Comparison with state-of-the-art methods

We have compared our model with the current 11 state-of-the-art image super-resolution methods: CARN47, IMDN48, SwinIR-light25, LAPAR-A49, ELAN-light38, SwinIR-NG50, DAT-light51, LKFN52, MDRN53. OSFFNet54 HiT55. Table 1 shows quantitative comparison, while Figs. 7, 8 and 9 provides visual comparison.

Quantitative results

Table 1 shows the results of image SR on \(\times\)2, \(\times\)3, and \(\times\)4 factors. on the Manga109 dataset at a \(\times\)4 scale, our method achieves a PSNR value that is 0.97 dB higher than that of LAPAR-A49. Similarly, in the Urban100 dataset at a \(\times\)3 scale, our method’s PSNR value exceeds that of CARN47 by 0.89dB. Our DBAN outperforms almost all comparison methods on the benchmark dataset in three aspects.

Visual results

As shown in Fig. 7, we provide the visualization comparison results magnified by a factor of \(\times 4\) on the Urban100 dataset. We have presented the visualization comparison results at a \(\times 4\) magnification on the Set14, B100, and Manga109 datasets in Figs. 8 and 9, respectively. In contrast, our method distinguishes itself by effectively mitigating these artifacts, which are often attributed to the limitations of conventional upgrading techniques. For instance, in img_020, most comparative methods struggle to restore details and introduce unwanted artifacts. Nevertheless, our DBAN is capable of restoring the correct structure with distinct textures. Similar observations can be made in img_062 and img_076. This is primarily due to our method’s enhanced representational capabilities, stemming from the extraction of complex features from various dimensions.

Ablation study

Feature aggregation module

To illustrate the impact of the feature aggregation module, we conducted an ablation study in Table  2, comparing the results with and without the feature aggregation module at Urban100 scaling factor \(\times\)2. Not using feature aggregation module Compared with the results, using the feature aggregation module increased PSNR by 0.02.
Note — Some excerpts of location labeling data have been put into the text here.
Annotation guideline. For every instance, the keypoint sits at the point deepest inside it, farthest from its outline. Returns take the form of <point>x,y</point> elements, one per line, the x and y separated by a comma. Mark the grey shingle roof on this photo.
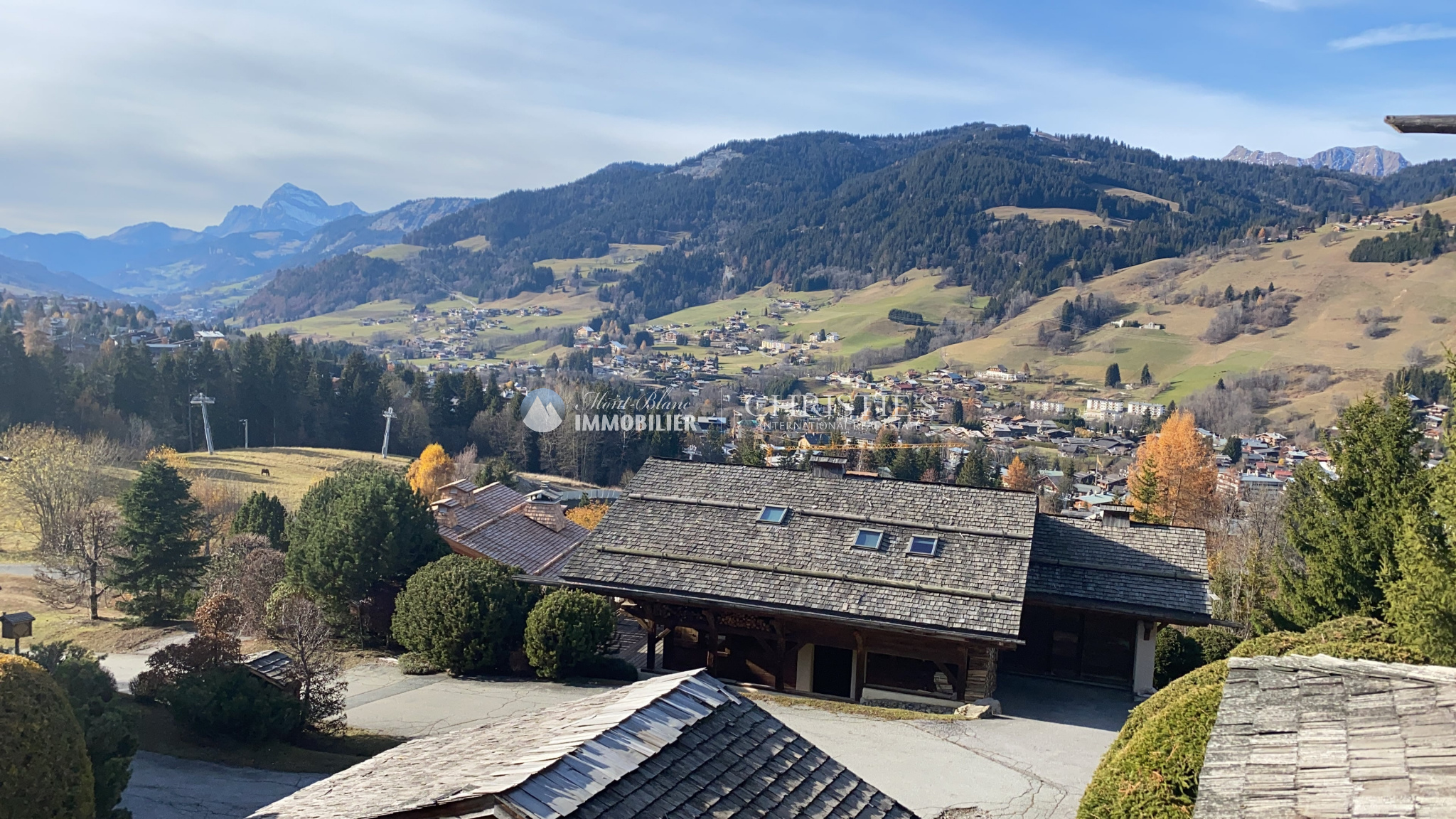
<point>690,530</point>
<point>1318,737</point>
<point>488,520</point>
<point>1160,570</point>
<point>679,745</point>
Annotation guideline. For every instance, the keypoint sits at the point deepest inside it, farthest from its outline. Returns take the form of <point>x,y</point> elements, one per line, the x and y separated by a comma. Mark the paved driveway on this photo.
<point>166,787</point>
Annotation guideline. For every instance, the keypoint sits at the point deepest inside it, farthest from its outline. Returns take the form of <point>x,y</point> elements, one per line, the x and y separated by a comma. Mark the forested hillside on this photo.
<point>836,210</point>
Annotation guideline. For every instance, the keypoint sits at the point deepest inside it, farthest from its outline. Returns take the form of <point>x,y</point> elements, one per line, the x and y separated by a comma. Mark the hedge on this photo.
<point>1152,767</point>
<point>44,769</point>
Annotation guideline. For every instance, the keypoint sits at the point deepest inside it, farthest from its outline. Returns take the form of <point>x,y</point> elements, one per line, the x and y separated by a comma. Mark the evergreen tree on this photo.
<point>1344,530</point>
<point>262,515</point>
<point>978,469</point>
<point>1423,596</point>
<point>161,560</point>
<point>361,528</point>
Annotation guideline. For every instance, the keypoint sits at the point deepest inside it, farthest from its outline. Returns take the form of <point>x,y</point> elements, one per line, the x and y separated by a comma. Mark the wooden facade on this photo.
<point>825,656</point>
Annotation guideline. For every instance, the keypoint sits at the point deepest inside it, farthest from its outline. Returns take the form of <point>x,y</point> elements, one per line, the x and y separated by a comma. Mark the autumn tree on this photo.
<point>432,471</point>
<point>1177,464</point>
<point>1018,477</point>
<point>79,559</point>
<point>589,516</point>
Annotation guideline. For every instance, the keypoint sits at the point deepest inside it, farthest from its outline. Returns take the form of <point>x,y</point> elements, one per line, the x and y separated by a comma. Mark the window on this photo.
<point>925,547</point>
<point>774,515</point>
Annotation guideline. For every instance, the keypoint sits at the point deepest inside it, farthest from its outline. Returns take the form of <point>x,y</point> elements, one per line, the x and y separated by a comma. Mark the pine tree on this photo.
<point>1423,598</point>
<point>1344,530</point>
<point>161,560</point>
<point>262,515</point>
<point>976,469</point>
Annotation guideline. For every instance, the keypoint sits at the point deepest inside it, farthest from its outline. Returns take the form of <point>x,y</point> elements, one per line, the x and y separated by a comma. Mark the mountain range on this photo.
<point>1371,161</point>
<point>1010,212</point>
<point>159,262</point>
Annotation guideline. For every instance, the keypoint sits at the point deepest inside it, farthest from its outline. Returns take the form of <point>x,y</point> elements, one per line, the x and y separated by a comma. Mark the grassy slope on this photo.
<point>1331,289</point>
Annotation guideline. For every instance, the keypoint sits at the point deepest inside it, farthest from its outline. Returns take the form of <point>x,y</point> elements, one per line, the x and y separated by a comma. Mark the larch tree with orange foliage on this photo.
<point>1174,477</point>
<point>432,471</point>
<point>1018,477</point>
<point>587,516</point>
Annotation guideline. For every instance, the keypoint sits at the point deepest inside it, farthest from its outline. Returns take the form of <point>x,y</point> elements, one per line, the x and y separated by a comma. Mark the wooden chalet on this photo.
<point>501,523</point>
<point>665,748</point>
<point>880,589</point>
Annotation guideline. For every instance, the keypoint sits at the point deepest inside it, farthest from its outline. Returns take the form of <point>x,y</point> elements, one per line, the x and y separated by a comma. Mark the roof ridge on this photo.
<point>616,739</point>
<point>1339,665</point>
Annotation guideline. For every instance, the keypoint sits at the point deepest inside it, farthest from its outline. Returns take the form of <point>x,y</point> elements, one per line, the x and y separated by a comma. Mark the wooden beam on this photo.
<point>1423,124</point>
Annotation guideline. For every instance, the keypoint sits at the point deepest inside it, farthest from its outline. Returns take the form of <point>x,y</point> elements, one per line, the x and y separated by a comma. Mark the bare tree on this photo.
<point>316,670</point>
<point>77,559</point>
<point>53,476</point>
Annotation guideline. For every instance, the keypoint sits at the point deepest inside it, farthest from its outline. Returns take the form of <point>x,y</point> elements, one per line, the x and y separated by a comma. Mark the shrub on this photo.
<point>43,756</point>
<point>1174,656</point>
<point>108,729</point>
<point>235,703</point>
<point>415,663</point>
<point>462,614</point>
<point>565,630</point>
<point>355,531</point>
<point>1214,643</point>
<point>1152,767</point>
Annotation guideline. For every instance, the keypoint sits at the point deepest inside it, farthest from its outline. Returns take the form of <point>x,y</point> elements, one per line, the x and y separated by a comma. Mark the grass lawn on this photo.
<point>312,752</point>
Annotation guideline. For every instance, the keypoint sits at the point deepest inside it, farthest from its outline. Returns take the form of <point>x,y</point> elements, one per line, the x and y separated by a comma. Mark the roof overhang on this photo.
<point>712,601</point>
<point>1424,124</point>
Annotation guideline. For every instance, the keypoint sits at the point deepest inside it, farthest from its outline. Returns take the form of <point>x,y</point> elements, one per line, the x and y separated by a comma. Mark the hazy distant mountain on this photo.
<point>290,208</point>
<point>1371,161</point>
<point>37,279</point>
<point>293,228</point>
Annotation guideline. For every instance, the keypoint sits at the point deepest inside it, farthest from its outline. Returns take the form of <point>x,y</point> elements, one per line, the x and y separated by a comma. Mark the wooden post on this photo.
<point>651,645</point>
<point>857,690</point>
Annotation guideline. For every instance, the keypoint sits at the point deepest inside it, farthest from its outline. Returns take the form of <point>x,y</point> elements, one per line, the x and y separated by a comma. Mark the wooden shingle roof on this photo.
<point>689,531</point>
<point>678,745</point>
<point>1317,737</point>
<point>1160,572</point>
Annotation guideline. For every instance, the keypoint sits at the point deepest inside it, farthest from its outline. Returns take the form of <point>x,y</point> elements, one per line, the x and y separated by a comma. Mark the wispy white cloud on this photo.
<point>1389,36</point>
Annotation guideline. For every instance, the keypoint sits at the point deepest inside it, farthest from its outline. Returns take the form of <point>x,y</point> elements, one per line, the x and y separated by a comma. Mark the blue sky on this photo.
<point>175,111</point>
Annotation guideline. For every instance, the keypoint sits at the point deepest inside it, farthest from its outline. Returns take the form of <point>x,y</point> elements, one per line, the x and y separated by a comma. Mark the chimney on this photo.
<point>1117,516</point>
<point>548,513</point>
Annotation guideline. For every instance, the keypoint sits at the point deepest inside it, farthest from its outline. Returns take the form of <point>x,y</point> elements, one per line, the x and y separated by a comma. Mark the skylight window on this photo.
<point>774,515</point>
<point>925,547</point>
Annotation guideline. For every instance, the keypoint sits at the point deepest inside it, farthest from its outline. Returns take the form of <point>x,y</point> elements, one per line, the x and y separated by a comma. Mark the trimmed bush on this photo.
<point>1152,767</point>
<point>567,630</point>
<point>235,703</point>
<point>462,614</point>
<point>108,729</point>
<point>43,754</point>
<point>1174,656</point>
<point>415,663</point>
<point>1214,643</point>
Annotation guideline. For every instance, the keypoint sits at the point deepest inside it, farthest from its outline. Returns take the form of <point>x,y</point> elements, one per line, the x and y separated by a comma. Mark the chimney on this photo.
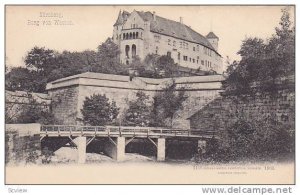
<point>154,16</point>
<point>181,20</point>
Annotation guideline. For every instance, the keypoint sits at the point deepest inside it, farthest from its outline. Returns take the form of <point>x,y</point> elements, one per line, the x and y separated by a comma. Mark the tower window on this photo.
<point>133,50</point>
<point>127,48</point>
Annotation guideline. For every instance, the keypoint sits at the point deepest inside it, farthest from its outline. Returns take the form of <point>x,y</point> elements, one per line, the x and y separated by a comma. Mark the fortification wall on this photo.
<point>224,110</point>
<point>22,143</point>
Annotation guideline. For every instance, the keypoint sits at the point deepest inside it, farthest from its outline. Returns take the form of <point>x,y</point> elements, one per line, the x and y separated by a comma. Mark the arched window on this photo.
<point>169,53</point>
<point>127,48</point>
<point>133,50</point>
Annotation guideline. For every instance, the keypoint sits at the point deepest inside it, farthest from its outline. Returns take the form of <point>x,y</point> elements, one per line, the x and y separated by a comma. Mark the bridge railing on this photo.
<point>125,130</point>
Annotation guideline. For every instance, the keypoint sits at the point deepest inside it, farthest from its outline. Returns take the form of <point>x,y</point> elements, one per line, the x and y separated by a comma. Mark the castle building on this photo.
<point>142,33</point>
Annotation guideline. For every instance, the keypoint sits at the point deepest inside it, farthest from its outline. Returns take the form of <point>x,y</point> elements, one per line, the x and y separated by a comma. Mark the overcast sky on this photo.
<point>91,25</point>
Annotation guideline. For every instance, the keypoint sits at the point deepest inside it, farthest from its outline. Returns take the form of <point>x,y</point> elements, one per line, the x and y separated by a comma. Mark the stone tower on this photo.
<point>213,39</point>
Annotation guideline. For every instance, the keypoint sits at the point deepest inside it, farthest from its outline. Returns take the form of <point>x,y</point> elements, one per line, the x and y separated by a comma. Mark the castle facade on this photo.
<point>142,33</point>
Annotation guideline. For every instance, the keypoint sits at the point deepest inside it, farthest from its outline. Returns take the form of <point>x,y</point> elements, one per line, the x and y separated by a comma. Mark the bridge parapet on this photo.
<point>124,131</point>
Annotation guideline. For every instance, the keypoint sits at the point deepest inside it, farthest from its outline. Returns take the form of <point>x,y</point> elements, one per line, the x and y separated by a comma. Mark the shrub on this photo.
<point>97,110</point>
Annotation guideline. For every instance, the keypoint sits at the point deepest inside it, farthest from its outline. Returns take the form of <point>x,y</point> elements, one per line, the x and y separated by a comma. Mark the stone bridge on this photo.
<point>116,138</point>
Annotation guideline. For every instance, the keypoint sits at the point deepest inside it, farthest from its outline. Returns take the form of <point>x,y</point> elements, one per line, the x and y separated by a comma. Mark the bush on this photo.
<point>98,111</point>
<point>139,111</point>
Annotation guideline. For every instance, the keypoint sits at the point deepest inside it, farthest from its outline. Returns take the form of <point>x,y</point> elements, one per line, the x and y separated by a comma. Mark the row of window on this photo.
<point>133,50</point>
<point>206,62</point>
<point>185,45</point>
<point>131,35</point>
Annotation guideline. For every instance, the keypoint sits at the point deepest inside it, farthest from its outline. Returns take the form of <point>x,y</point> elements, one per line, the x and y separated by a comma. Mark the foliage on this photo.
<point>166,104</point>
<point>139,111</point>
<point>263,62</point>
<point>98,111</point>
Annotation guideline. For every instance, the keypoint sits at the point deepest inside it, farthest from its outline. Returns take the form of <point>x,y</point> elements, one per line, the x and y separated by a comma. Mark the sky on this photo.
<point>79,28</point>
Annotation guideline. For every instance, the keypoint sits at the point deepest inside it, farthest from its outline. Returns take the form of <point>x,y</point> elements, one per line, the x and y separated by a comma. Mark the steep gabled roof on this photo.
<point>170,28</point>
<point>212,35</point>
<point>175,29</point>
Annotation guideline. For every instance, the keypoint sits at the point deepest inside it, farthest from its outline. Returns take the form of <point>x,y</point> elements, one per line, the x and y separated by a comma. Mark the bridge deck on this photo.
<point>116,131</point>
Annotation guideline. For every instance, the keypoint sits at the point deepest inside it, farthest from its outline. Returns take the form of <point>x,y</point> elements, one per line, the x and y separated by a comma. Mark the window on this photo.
<point>133,50</point>
<point>127,48</point>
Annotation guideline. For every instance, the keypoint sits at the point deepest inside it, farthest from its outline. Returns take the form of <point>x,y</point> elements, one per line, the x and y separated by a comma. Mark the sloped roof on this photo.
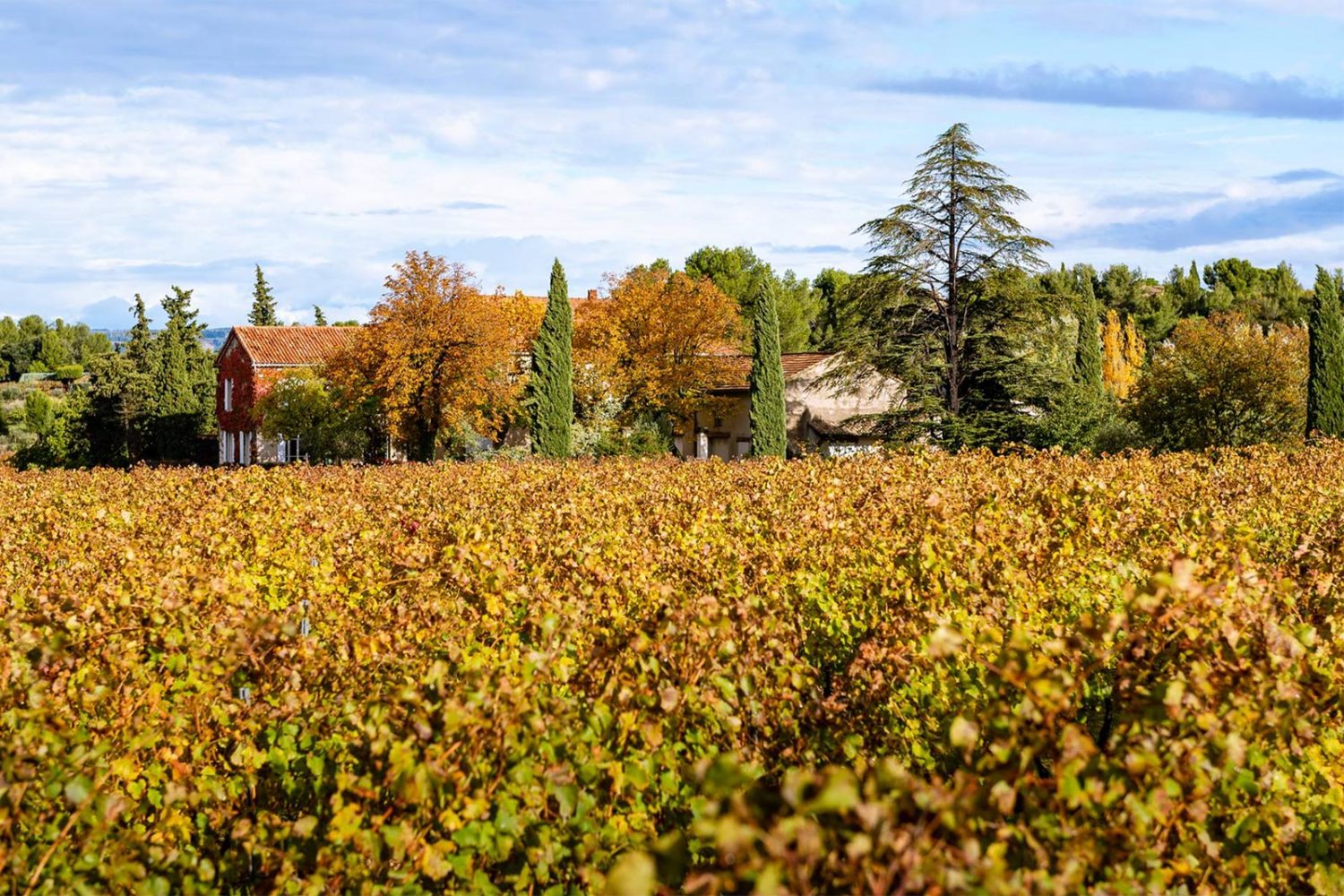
<point>795,363</point>
<point>292,346</point>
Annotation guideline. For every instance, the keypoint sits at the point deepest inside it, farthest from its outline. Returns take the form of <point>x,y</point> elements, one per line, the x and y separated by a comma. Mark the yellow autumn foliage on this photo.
<point>1034,673</point>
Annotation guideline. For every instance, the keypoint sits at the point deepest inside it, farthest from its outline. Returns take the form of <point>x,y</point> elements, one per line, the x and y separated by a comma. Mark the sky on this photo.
<point>156,142</point>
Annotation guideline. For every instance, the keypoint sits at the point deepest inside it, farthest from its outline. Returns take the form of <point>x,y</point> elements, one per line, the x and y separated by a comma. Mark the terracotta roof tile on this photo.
<point>293,346</point>
<point>795,363</point>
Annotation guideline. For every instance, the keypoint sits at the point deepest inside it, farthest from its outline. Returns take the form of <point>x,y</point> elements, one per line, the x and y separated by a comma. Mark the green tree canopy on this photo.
<point>738,271</point>
<point>953,231</point>
<point>263,304</point>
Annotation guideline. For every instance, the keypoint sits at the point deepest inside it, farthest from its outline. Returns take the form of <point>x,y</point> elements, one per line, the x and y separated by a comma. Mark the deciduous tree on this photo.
<point>1123,354</point>
<point>438,354</point>
<point>330,426</point>
<point>953,230</point>
<point>1223,382</point>
<point>659,343</point>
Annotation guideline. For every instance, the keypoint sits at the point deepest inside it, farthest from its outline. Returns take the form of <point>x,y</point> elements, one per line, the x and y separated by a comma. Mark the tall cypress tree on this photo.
<point>551,384</point>
<point>263,304</point>
<point>183,381</point>
<point>1325,382</point>
<point>1088,359</point>
<point>142,340</point>
<point>769,435</point>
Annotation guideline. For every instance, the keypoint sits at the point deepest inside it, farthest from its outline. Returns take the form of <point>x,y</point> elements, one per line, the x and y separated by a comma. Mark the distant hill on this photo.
<point>211,339</point>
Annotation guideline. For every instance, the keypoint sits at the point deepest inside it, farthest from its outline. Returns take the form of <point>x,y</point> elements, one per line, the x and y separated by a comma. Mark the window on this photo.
<point>287,450</point>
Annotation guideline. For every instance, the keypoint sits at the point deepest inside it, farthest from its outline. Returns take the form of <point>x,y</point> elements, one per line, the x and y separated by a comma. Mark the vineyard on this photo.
<point>897,675</point>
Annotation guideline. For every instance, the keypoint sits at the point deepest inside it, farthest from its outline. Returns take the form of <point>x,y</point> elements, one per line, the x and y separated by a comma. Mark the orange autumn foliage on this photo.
<point>438,354</point>
<point>658,344</point>
<point>1123,355</point>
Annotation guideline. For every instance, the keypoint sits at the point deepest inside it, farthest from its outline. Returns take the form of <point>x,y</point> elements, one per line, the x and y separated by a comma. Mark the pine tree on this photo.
<point>769,437</point>
<point>551,384</point>
<point>1325,352</point>
<point>142,340</point>
<point>263,304</point>
<point>954,228</point>
<point>1088,359</point>
<point>183,381</point>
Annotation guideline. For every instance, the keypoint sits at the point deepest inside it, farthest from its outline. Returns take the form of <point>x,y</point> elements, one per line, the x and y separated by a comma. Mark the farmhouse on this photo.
<point>823,413</point>
<point>249,363</point>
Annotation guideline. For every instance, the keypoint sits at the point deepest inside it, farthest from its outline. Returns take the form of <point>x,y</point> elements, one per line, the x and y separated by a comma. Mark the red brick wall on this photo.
<point>234,363</point>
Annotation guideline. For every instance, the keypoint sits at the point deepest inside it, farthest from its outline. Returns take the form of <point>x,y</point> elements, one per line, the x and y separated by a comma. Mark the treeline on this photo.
<point>991,349</point>
<point>153,401</point>
<point>31,346</point>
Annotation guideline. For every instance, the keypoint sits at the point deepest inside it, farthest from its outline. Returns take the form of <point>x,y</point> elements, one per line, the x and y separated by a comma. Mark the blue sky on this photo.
<point>182,142</point>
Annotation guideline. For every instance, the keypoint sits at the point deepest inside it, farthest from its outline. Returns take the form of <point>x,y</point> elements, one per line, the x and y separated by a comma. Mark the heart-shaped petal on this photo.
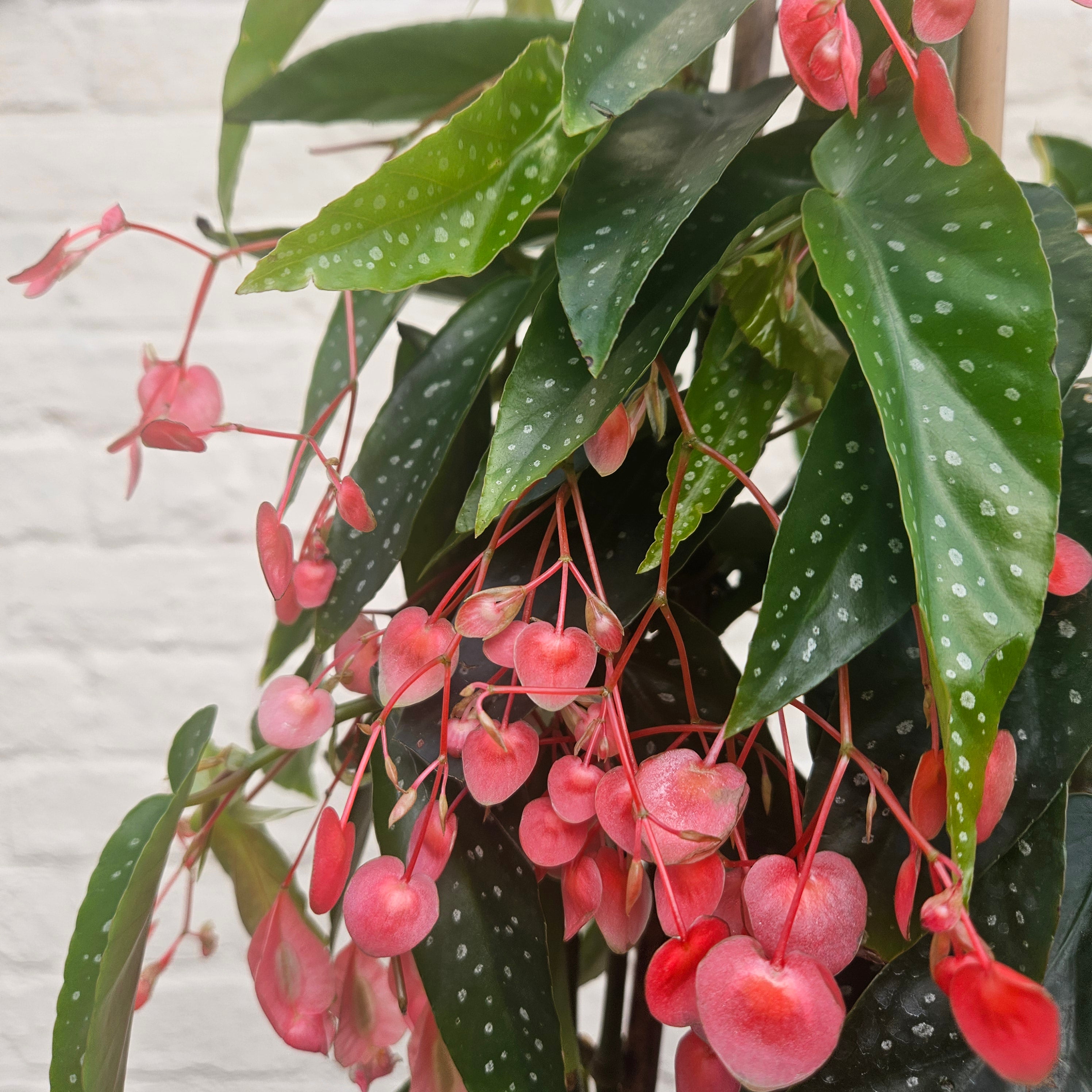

Token dictionary cross global attention

We confirmed its effectiveness by carrying out ablation studies on the cross global attention of the token dictionary. In Table 3, we chose a scaling factor (\(\times 2\)) to assess the performance of token dictionary cross global attention. The results on Urban100 with a scaling factor of (\(\times 2\)) showed that compared to the baseline model, PSNR was increased by 0.07 dB through the addition of token dictionary cross global attention. The ablation experiment shows that the proposed token dictionary cross global attention can improve the the model’s global modeling capability and yield high-quality HR images (Table 4).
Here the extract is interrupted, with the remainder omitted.